Немало пришлось постоять мне, прежде чем огонек приблизился настолько, что стало ясно: это костер на плоту. В наступивших сумерках еще довольно хорошо различалась черная масса плота, о которую ударялись струи воды. Двое людей сидели у костра, одна темная фигура возилась на конце плота, очевидно у рулевого весла. Плот не был похож на обычные, гоняемые по Ломенге одним или двумя плотогонами: отличался меньшими размерами и своеобразной формой. «Кажется, не в один ряд связан», — подумал я и загорланил:
— Эгей! На плоту!
Эхо от крика метнулось вверх по реке и заглохло в перелесках. В ответ с плота раздался сипловатый стариковский голос, негромкий, но отчетливый:
— Ну… чего вопишь?
Я начал длинно объяснять, куда я иду и что мне нужно. Плот поравнялся с тем выступом берега, на котором я стоял, и пошел мимо. Не дожидаясь конца моих объяснений, тот же голос откликнулся вторично:
— Иди ниже. Там схватимся.
Метров через пятьдесят плот нехотя приблизился к берегу. Старик, высоченный, худой, стоящий на краю плота на прямых, словно палкообразных, ногах, ловко задел багром за травниковый выступ берега и крикнул:
— Прыгай!
Я тяжело прыгнул на плот, заколыхав его. Заплюхалась о бревна вода. Старик выдернул багор и отдал приказание через плечо:
— Юрей! Отваливай на середку.
И вот я лежу на плоту, рядом с костром. Костер разложен на булыжниках, насыпанных поверх бревен. На плоту довольно сухо и даже, можно сказать, уютно.
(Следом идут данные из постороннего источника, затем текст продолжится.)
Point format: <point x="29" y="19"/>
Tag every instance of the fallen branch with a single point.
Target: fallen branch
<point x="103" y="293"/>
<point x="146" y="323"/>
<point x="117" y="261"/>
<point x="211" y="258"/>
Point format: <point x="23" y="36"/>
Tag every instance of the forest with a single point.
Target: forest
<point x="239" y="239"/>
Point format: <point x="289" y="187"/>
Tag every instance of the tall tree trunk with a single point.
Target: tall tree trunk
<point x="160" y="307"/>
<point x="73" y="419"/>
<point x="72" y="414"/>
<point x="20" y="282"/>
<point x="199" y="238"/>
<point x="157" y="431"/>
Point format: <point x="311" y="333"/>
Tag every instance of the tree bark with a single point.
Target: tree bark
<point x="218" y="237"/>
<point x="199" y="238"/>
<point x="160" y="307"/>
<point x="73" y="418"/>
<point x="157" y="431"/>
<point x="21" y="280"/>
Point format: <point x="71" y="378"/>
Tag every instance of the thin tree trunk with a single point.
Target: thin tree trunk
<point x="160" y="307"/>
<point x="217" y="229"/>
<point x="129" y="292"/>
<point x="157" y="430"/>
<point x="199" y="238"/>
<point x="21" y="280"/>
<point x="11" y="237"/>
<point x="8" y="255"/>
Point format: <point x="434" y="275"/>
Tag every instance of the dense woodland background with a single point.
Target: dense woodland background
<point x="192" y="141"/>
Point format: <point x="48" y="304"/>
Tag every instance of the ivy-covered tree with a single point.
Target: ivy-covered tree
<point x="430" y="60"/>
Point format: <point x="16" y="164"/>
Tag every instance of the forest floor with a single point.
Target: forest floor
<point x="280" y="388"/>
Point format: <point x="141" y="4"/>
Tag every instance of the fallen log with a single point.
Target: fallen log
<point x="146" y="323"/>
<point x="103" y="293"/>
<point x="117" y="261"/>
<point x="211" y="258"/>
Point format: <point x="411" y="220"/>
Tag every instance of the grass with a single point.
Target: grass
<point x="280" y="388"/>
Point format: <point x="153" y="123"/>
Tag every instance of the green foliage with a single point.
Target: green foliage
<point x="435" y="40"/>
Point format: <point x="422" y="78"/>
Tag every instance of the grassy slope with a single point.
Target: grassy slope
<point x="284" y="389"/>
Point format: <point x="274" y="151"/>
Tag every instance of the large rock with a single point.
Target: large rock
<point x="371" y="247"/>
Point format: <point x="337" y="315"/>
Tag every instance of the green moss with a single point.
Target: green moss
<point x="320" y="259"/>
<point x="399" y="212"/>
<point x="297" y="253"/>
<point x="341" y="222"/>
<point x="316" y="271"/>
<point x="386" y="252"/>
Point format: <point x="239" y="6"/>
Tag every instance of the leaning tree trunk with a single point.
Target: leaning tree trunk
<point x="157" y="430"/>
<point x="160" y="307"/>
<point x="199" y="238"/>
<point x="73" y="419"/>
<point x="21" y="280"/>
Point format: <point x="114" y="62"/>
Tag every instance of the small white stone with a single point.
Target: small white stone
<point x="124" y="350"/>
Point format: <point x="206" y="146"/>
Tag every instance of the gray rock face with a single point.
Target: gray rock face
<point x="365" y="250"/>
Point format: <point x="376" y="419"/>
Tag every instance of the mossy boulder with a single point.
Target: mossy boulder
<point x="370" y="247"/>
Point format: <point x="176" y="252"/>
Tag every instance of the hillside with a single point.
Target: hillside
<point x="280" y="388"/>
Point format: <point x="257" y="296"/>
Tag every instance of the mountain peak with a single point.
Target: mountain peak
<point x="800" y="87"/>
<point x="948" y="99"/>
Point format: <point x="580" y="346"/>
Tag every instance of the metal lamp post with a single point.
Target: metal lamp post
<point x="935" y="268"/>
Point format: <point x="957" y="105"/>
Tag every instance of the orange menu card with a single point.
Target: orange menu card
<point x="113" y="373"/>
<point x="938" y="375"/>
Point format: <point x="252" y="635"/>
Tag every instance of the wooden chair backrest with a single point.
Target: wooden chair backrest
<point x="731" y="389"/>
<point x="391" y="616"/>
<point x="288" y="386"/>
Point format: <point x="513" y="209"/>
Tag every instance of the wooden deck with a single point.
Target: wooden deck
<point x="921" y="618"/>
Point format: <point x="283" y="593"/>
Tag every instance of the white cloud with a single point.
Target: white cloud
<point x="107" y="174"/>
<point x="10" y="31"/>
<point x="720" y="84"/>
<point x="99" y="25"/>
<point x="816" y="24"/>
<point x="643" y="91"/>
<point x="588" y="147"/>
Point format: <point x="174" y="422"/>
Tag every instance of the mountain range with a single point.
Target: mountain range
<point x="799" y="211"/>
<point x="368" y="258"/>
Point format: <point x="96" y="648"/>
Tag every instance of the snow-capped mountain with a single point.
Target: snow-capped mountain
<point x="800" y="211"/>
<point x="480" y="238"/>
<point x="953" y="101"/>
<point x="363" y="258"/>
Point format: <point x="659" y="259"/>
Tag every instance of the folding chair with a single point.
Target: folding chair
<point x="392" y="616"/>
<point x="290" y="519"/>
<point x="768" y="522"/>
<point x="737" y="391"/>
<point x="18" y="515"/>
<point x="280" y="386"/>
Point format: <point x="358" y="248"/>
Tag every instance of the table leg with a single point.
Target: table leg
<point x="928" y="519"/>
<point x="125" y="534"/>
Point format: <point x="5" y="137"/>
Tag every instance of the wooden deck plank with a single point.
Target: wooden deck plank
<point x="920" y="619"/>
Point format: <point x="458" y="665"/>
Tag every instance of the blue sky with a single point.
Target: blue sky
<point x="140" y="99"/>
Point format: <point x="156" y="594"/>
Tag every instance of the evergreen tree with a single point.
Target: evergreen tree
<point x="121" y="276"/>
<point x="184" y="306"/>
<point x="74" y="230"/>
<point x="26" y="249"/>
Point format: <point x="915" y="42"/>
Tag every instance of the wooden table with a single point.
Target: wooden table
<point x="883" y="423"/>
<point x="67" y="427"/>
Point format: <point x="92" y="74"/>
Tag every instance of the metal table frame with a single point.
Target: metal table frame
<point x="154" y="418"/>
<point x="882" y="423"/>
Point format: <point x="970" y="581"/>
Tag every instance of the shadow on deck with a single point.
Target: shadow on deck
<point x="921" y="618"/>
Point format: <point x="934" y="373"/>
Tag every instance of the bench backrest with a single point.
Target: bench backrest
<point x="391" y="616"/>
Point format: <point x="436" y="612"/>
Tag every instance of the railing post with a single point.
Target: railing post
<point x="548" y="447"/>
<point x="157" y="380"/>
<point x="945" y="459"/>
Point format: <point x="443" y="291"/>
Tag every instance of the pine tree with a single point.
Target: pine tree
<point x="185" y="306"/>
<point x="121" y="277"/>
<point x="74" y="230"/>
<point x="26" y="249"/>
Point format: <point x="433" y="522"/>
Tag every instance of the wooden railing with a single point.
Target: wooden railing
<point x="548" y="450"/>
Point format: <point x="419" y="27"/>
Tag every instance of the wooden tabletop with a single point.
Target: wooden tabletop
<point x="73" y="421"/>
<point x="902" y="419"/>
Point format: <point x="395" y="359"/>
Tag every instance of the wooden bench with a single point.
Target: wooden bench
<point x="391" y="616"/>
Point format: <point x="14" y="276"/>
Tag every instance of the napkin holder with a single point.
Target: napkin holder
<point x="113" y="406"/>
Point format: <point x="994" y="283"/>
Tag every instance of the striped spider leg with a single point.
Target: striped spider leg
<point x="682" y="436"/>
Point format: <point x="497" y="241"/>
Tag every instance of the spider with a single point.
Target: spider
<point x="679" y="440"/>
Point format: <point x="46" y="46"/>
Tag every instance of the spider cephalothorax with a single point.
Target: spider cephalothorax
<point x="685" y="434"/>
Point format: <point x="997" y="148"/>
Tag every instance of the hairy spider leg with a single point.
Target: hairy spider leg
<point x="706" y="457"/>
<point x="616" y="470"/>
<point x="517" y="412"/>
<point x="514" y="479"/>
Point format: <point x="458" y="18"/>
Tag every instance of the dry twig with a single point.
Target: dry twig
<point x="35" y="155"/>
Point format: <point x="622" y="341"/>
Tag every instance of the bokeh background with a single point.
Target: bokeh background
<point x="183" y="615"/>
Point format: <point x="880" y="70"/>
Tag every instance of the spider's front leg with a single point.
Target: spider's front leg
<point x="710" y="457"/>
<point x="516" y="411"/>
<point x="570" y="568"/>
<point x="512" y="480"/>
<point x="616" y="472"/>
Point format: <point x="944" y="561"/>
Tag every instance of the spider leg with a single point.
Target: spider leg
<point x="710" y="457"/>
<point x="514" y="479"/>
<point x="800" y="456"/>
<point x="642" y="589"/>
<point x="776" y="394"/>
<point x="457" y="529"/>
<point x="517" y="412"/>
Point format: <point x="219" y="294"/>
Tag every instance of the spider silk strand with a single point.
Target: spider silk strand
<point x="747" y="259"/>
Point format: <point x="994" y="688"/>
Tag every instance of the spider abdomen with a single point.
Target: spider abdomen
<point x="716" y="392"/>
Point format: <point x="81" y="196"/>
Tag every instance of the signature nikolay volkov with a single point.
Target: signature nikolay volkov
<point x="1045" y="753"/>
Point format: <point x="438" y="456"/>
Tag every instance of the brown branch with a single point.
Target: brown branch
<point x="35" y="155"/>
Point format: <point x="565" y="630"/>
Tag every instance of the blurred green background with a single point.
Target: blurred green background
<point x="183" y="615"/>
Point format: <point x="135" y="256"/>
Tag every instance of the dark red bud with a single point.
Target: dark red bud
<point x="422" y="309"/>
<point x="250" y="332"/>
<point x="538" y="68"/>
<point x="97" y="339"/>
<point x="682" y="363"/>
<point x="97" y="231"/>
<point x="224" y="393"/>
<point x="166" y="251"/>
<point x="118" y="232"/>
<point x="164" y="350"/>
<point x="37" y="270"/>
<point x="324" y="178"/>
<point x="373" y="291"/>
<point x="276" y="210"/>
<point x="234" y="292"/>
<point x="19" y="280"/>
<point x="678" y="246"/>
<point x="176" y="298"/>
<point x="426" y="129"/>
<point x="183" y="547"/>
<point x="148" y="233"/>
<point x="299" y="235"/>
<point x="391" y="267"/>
Под головой у меня рюкзак, ложем служат еловые «лапаки», прикрытые драным плащом. Старик сидит рядом с моим изголовьем на таком же ложе. Вода цвета вороненой стали побулькивает с боков плота. На дальнем его конце две фигуры распрямляются и вновь нагибаются над рулевым веслом — чуть обтесанным бревном с доской на конце. На середине плота, сбоку от костра, — наспех сделанный из палок и веток шалаш. Теплота костра, легкое покачивание, ощущение усталости в ногах — все располагает ко сну. Но я перебарываю себя и для соблюдения правил вежливости веду разговор.